Many people hide these “minor” details fearing a higher premium or rejection. But here is the thing: insurance companies have investigators. If a claim arises later, and they find out you lied on the application form about a material fact, they have legal grounds to reject the entire claim. Your family gets nothing.
Don’t pay premiums for years just to have the claim denied because you didn’t want to admit you smoke a cigarette once a month.
3. Keep it Simple
You don’t need complicated bells and whistles. A plain vanilla term plan is usually best.

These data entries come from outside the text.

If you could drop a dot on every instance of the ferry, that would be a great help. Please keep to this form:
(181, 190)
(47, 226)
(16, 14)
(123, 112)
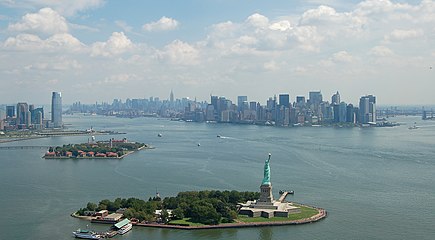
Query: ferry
(86, 234)
(125, 229)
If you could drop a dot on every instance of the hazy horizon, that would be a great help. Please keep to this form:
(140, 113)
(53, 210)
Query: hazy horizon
(100, 50)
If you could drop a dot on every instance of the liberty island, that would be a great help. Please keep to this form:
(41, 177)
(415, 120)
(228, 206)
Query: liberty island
(207, 209)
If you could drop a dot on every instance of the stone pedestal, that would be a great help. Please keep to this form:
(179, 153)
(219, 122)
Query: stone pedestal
(266, 193)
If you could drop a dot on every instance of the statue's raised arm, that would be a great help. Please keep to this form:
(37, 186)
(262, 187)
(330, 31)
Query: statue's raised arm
(266, 178)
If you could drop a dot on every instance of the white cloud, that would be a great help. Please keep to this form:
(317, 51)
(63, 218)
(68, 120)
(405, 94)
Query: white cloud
(117, 44)
(164, 24)
(180, 53)
(281, 26)
(46, 20)
(124, 26)
(58, 64)
(258, 20)
(65, 7)
(57, 42)
(403, 34)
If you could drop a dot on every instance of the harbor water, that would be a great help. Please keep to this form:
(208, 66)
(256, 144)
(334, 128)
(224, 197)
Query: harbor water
(375, 183)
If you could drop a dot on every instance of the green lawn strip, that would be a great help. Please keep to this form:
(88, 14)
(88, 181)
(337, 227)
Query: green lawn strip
(306, 212)
(185, 222)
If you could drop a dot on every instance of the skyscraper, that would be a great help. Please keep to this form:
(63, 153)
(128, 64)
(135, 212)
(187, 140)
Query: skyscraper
(240, 100)
(56, 109)
(335, 99)
(23, 115)
(367, 109)
(10, 111)
(316, 98)
(171, 98)
(284, 100)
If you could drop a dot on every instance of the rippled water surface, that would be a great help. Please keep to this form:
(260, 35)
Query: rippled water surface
(375, 183)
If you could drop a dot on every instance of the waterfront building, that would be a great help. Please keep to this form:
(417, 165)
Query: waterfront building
(300, 101)
(315, 98)
(23, 115)
(367, 109)
(350, 114)
(335, 99)
(342, 112)
(171, 98)
(56, 109)
(240, 102)
(10, 111)
(284, 100)
(209, 113)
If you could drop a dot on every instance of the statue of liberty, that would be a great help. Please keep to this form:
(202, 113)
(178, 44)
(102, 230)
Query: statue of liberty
(266, 178)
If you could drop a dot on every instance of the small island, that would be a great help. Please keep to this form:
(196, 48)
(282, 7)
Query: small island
(206, 209)
(101, 149)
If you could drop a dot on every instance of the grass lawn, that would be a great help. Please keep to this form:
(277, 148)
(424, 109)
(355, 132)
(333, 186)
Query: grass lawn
(306, 212)
(185, 222)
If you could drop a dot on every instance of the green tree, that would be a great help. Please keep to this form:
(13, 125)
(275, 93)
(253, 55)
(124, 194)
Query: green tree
(91, 206)
(178, 213)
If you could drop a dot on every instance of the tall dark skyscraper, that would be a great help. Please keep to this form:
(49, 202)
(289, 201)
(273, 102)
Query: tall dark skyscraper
(316, 98)
(171, 97)
(367, 109)
(240, 102)
(10, 111)
(284, 100)
(335, 99)
(23, 115)
(56, 109)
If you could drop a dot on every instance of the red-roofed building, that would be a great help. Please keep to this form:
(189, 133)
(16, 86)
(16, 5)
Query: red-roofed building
(112, 154)
(50, 154)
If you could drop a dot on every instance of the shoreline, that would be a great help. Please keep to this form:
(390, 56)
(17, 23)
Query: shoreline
(121, 157)
(322, 213)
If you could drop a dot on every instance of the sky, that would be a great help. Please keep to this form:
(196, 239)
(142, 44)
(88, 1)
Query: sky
(99, 50)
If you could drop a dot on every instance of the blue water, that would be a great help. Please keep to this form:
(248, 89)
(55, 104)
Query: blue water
(375, 183)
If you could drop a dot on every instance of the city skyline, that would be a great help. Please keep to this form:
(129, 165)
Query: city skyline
(100, 50)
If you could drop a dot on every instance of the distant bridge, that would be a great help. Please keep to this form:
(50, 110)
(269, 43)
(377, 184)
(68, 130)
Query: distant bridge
(22, 147)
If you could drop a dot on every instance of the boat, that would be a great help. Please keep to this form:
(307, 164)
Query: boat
(86, 234)
(125, 228)
(413, 127)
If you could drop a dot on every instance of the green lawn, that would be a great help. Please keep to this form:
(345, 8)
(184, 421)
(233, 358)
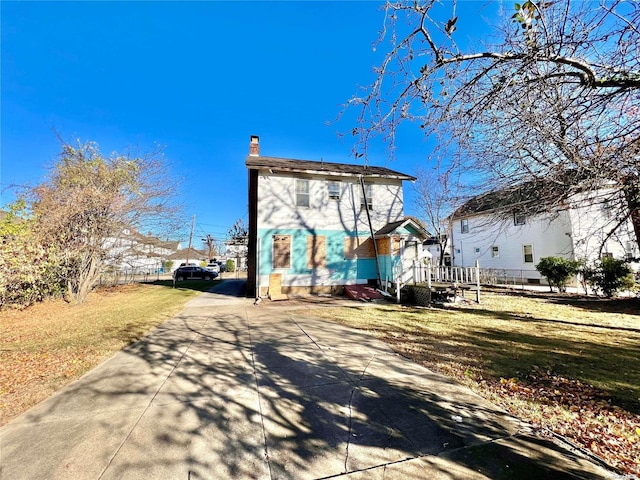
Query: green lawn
(570, 364)
(48, 345)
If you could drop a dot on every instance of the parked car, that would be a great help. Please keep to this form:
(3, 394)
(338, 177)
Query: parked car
(213, 267)
(193, 273)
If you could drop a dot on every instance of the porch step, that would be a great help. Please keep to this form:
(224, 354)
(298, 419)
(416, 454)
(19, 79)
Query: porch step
(364, 293)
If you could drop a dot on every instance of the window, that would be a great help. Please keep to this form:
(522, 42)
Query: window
(316, 251)
(368, 201)
(282, 251)
(302, 193)
(334, 190)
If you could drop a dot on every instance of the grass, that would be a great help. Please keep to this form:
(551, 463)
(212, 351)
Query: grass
(48, 345)
(568, 364)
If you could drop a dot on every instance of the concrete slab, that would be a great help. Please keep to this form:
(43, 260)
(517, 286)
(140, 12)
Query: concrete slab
(230, 390)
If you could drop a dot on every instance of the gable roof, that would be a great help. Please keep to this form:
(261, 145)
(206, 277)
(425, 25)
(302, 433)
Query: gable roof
(517, 197)
(391, 227)
(324, 168)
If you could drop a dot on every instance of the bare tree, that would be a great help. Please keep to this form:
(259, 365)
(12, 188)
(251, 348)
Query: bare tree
(89, 200)
(553, 100)
(438, 193)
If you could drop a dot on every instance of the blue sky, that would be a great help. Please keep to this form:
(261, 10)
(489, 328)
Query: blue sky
(196, 77)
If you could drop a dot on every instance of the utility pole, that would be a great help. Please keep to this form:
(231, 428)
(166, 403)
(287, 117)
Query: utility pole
(193, 222)
(211, 246)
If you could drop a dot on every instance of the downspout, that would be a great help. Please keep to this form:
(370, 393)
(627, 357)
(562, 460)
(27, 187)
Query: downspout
(375, 245)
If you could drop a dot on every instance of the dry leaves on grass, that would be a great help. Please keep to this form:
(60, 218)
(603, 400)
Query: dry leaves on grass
(576, 411)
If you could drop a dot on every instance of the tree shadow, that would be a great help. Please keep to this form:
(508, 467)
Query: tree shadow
(229, 394)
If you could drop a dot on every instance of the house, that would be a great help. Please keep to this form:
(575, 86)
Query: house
(187, 255)
(311, 224)
(495, 229)
(236, 251)
(135, 252)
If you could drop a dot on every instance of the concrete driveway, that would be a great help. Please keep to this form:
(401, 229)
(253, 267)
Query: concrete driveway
(227, 389)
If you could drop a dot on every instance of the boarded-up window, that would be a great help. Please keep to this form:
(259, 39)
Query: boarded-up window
(282, 251)
(316, 251)
(302, 192)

You might consider riders (add-ons) like Critical Illness or Accidental Death Benefit, but evaluate them carefully. Sometimes, a standalone critical illness policy is better than a rider attached to your term plan. Don’t let the main goal—death benefit—get diluted by confusing add-ons.
The Final Takeaway
Term insurance is probably the least exciting financial product you will ever buy. It gives you no thrill of returns, no tax-saving euphoria that feels like ‘winning’, and no maturity bonus to look forward to.
But it is the foundation of your family’s financial house. Without it, all your SIPs, your stocks, and your real estate investments are built on sand. If the main earner is removed from the equation, the whole structure collapses within months.
Stop looking for returns on your insurance. The return is that your family won’t have to sell the house or compromise on your children’s education if you aren’t around to provide for them. That peace of mind is worth more than any maturity bonus.